Item #16639 About Woman, Love, and Marriage. Saunders, rederick.
About Woman, Love, and Marriage

About Woman, Love, and Marriage

New York: G.W. Carleton & Company, 1868. First edition. Woodcut headpiece and vignettes, initial letters. Binding extremities lightly rubbed. Trivial soiling to cloth, a few very minor stains not affecting text, endpapers lightly foxed, bookplate on front pastedown. A very good, bright copy of a scarce book. Publisher’s green cloth, ruled and stamped decoratively in blind, gilt spine, light blue endpapers. Octavo. [iii]-319, [1, blank], 3-6 pp. Item #16639

Frederick Saunders (1807-1902) was a London-born librarian and writer, who relocated to New York in order to open a branch of his family’s bookselling firm. He petitioned Congress for the passage of an act that sought to protect both American and British authors; though it was backed by George Bancroft, Henry Clay, William Cullen Bryant, and Washington Irving, it failed to pass. For a time, he was the editor of The New York Post and was the assistant librarian at the Astor Library, later becoming its head librarian.
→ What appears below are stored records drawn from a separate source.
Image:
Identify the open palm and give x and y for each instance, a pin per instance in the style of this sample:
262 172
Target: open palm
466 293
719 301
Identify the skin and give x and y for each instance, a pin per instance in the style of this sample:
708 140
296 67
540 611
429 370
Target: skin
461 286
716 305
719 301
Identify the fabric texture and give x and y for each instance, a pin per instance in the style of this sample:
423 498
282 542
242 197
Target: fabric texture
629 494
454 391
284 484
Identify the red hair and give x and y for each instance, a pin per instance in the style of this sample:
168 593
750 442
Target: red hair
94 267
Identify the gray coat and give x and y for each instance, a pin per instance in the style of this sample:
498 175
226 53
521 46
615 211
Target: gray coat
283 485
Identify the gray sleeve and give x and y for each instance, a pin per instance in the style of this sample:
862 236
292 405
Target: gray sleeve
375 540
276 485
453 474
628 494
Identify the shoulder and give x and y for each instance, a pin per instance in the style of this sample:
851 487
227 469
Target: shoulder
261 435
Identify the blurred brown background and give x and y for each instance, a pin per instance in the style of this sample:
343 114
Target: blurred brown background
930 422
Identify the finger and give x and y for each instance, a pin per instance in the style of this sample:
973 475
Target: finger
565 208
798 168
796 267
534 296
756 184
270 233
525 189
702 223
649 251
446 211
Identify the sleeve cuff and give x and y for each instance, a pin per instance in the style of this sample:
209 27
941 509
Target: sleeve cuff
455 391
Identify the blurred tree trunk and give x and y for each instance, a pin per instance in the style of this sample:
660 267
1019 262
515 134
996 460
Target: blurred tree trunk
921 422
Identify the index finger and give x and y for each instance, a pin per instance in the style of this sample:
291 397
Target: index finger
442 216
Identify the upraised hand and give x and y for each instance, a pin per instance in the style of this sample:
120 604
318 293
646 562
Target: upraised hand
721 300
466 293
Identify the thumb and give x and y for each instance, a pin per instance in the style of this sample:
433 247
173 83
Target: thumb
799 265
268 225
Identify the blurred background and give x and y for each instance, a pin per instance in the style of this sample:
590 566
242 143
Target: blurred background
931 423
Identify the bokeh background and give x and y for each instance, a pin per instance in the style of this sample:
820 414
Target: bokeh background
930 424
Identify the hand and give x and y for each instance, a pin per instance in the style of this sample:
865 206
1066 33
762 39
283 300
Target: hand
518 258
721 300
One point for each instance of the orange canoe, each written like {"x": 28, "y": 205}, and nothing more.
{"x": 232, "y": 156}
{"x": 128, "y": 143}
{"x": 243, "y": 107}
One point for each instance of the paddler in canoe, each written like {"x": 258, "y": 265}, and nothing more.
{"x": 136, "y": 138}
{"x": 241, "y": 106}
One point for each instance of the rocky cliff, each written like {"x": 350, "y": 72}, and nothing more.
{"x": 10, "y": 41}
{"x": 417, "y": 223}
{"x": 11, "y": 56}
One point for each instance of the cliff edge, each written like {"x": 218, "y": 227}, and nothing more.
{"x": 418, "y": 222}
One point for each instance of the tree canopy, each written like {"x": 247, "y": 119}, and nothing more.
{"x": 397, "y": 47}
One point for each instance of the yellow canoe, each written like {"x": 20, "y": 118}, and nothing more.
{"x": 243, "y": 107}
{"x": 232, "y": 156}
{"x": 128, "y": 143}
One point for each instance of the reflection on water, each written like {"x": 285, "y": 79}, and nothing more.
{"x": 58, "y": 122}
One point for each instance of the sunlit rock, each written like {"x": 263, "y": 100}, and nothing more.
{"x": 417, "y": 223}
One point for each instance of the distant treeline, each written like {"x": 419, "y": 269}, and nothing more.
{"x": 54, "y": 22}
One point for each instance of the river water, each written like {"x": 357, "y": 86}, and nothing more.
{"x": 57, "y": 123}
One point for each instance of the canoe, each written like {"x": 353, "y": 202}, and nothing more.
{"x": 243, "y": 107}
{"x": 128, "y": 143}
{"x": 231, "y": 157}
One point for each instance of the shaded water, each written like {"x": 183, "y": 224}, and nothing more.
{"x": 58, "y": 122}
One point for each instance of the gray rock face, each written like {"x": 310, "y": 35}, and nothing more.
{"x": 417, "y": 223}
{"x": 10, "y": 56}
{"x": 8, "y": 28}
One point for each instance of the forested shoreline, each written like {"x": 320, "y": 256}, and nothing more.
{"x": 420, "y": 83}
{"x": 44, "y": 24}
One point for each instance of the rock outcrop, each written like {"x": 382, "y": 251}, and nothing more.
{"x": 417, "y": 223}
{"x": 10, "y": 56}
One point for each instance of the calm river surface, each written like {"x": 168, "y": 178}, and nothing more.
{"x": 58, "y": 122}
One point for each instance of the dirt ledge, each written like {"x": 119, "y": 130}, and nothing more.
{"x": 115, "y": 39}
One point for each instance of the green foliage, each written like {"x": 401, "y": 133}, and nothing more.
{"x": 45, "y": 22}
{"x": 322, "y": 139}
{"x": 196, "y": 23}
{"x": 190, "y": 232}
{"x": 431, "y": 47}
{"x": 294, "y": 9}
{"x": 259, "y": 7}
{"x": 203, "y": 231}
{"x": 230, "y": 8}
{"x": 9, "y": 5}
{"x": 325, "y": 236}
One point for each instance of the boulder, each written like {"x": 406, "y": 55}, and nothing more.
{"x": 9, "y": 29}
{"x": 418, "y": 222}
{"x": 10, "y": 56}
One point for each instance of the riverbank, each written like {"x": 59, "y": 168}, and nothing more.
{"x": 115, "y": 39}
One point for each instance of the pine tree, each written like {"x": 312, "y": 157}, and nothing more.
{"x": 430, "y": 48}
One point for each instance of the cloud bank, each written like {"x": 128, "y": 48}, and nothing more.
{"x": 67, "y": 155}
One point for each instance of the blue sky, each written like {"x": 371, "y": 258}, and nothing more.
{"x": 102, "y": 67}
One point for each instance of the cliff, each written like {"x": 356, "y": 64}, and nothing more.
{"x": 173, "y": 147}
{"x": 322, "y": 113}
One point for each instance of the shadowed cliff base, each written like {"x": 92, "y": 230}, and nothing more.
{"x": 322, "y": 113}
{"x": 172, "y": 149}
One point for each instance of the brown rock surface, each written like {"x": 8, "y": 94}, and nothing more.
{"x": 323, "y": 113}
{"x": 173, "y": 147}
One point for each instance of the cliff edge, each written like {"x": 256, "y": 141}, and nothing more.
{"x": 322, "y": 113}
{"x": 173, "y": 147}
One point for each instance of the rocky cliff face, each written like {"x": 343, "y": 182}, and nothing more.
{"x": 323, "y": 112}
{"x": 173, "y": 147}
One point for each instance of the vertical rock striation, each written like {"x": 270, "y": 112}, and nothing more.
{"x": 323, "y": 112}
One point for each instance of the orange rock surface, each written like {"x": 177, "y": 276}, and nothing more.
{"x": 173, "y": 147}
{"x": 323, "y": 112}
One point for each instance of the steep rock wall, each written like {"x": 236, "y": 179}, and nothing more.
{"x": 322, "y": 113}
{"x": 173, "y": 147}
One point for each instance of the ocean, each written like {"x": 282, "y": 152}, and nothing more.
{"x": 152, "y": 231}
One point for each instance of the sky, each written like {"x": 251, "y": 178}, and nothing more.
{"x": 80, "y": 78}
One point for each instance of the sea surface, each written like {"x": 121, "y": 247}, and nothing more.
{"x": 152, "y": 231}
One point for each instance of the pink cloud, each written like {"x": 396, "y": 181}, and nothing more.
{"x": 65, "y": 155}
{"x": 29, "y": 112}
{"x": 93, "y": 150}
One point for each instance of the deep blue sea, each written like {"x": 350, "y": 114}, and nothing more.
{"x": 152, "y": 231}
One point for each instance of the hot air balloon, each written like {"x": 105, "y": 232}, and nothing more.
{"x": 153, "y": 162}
About Woman, Love, and Marriage is both a work of advice and an interesting piece of “pro-marriage” propaganda, with Saunders noting that “The question of the decline of marriage, -- now so much talked about –, is of vital importance, not merely to society at large, but of paramount concern to woman, since it involves the greatest interest of her life...To the unmarried portion of the sex...the subject proposed to be discussed can scarcely fail of awakening interest, since – being the great event of woman’s life – it simply urges the adoption of an admitted prerogative and duty...” (p. vii-viii). About Woman, Love, and Marriage is divided into four sections: I. Concerning Celibacy, II. The Ruling Passion, III. Wedded Life, and IV. Modern Impediments to Marriage.